To calculate human mutation rates, we estimated the total initial count of bases we resequenced in all cohorts as 458.8 Mb (Table 4; Subjects and Methods). This includes 230.6 Mb of protein-coding and 228.3 Mb of intronic sequence. In the ASD and SCZ cohorts, exonic material sequenced is 215,186,702 bases and intronic is 218,145,769 bases. The total number of replacement sites in the cases is 153,704,787 and the number of silent (synonymous and intronic) sites is 279,627,684. In the QNTS cohort, 15,422,960 bases were exonic and 10,122,419 bases were intronic. The number of replacement sites is 11,016,400 and the number of silent sites is 14,528,979.

Table 4.

Base Pairs and DNMs Surveyed among ASD and SCZ Trios with No Family History

Site and Mutation Class Initial Counta CpGb Non-CpG Effective Countc
Functional Nonsynonymous bases 96,065,492 2,689,834 93,375,658 120,273,996
Nonsynonymous DNMs 6 3 3 6
Neutral Synonymous bases 61,481,915 1,721,494 59,760,421 76,975,357
Intronic bases 218,145,769 2,181,458 215,964,311 237,778,888
Silent (synonymous and intronic) DNMs 4 2 2 4
p value One-tail binomial testd 0.003 0.161 0.031 0.008
Fisher's exact test 0.022 0.4041 0.1067 0.032
a

All statistics are calculated with base pairs and DNMs calculated for only trios with unaffected families.

b

Estimated 2.8% of initial coding sites and 1% of initial intronic sites are CpG sites.

c

To account for increased mutation rates: (non-CpG sites) + (10 × CpG sites).

d

P(× ≥ number of functional DNMs | nonfunctional rate).

We distinguished functional from nonfunctional sites based on the effect of a mutation on transcription or translation of the protein at a given position (see Subjects and Methods).
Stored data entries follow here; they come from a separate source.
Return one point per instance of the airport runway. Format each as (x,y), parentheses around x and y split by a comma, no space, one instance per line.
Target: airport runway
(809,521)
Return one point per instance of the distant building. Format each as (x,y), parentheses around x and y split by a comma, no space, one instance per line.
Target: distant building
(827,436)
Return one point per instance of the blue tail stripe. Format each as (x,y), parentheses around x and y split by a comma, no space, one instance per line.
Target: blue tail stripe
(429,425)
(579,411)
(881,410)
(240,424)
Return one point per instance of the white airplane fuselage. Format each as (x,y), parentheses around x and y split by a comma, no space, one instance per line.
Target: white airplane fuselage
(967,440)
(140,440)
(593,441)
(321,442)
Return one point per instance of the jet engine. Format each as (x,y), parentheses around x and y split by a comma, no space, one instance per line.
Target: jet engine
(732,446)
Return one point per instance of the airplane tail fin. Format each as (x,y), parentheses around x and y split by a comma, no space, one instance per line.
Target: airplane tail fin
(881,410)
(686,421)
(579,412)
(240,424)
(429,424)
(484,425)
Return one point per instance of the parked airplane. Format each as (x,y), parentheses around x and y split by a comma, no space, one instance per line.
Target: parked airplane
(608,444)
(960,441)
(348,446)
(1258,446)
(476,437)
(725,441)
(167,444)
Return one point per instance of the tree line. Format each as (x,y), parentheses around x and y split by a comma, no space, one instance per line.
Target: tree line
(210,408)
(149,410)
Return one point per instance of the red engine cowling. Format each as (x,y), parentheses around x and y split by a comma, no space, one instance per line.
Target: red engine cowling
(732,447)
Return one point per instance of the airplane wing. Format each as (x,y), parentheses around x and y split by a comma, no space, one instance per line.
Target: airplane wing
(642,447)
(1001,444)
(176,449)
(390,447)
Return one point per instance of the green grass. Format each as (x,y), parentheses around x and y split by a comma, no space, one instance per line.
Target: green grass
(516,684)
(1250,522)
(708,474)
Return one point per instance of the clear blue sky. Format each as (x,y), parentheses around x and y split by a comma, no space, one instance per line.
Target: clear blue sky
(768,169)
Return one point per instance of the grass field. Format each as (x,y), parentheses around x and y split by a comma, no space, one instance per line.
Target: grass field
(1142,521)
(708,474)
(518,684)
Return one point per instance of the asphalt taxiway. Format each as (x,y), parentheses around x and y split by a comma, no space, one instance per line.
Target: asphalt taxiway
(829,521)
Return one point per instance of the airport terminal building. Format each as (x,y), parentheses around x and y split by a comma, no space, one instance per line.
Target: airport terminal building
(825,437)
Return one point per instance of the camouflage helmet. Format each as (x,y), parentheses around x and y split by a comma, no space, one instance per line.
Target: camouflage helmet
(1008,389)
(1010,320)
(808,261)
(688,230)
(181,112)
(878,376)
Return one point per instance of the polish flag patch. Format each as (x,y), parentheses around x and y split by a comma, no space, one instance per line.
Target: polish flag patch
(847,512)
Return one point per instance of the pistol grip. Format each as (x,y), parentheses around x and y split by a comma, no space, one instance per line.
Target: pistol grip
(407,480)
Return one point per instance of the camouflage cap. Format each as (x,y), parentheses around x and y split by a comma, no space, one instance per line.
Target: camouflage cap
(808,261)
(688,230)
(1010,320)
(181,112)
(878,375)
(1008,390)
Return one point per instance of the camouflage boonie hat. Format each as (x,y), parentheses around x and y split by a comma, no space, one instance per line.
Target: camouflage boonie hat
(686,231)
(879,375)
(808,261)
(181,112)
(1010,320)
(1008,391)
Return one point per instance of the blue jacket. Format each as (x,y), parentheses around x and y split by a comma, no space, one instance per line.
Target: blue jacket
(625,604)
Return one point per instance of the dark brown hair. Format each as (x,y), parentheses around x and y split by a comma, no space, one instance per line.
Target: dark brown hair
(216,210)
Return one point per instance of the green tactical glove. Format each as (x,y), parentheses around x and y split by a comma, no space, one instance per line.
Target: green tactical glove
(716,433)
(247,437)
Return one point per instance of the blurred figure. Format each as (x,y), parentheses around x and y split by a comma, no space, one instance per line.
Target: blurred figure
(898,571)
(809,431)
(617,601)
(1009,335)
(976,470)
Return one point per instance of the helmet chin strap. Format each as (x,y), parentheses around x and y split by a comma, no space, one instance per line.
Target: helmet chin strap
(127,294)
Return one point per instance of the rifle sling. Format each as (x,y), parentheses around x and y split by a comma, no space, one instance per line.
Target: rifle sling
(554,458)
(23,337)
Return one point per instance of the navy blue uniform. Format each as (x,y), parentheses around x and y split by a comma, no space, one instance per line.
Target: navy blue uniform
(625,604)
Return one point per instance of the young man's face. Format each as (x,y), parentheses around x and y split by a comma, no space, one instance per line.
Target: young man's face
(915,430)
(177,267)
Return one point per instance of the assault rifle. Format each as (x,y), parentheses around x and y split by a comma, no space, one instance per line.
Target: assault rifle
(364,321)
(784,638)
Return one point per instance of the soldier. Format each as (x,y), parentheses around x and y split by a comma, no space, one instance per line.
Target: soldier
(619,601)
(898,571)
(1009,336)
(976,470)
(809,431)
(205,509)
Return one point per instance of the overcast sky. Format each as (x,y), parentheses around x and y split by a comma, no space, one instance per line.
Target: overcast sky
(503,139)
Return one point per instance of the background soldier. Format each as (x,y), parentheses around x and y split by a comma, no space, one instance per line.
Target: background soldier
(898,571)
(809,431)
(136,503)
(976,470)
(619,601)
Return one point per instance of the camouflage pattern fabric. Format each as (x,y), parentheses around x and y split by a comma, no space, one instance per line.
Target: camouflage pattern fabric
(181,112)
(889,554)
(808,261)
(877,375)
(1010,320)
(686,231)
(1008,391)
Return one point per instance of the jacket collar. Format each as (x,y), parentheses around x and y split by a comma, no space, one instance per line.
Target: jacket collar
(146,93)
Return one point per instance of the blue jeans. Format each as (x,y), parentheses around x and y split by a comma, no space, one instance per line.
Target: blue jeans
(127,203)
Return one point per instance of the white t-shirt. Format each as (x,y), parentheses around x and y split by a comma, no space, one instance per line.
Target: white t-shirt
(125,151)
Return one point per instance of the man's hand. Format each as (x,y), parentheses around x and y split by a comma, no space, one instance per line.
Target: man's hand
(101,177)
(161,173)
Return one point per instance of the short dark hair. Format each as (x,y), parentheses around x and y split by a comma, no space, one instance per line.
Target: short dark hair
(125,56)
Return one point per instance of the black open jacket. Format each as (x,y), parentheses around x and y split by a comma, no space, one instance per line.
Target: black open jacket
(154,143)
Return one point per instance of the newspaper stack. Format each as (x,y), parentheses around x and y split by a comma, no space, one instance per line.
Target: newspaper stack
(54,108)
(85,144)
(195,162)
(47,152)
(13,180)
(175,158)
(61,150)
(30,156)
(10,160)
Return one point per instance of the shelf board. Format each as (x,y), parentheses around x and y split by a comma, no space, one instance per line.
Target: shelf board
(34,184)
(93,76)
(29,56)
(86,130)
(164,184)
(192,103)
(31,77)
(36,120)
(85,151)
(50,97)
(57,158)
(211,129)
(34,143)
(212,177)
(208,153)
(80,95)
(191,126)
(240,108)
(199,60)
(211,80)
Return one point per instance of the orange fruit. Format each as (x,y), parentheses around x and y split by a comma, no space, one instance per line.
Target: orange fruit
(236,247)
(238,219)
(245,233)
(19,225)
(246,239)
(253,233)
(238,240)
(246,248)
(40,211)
When addressing whether there was an excess of functional DNMs34 relative to nonfunctional or silent base pairs, we calculated the “effective bp count.”35 Because mutations are 10 times more likely to occur at CpG sites than at non-CpG sites, we calculated the total number of CpG and non-CpG sites for both functional and nonfunctional sites28 and calculated the effective bp count (non-CpG sites + 10 × CpG sites) to account for increased mutation rates in CpG sites (Table 4).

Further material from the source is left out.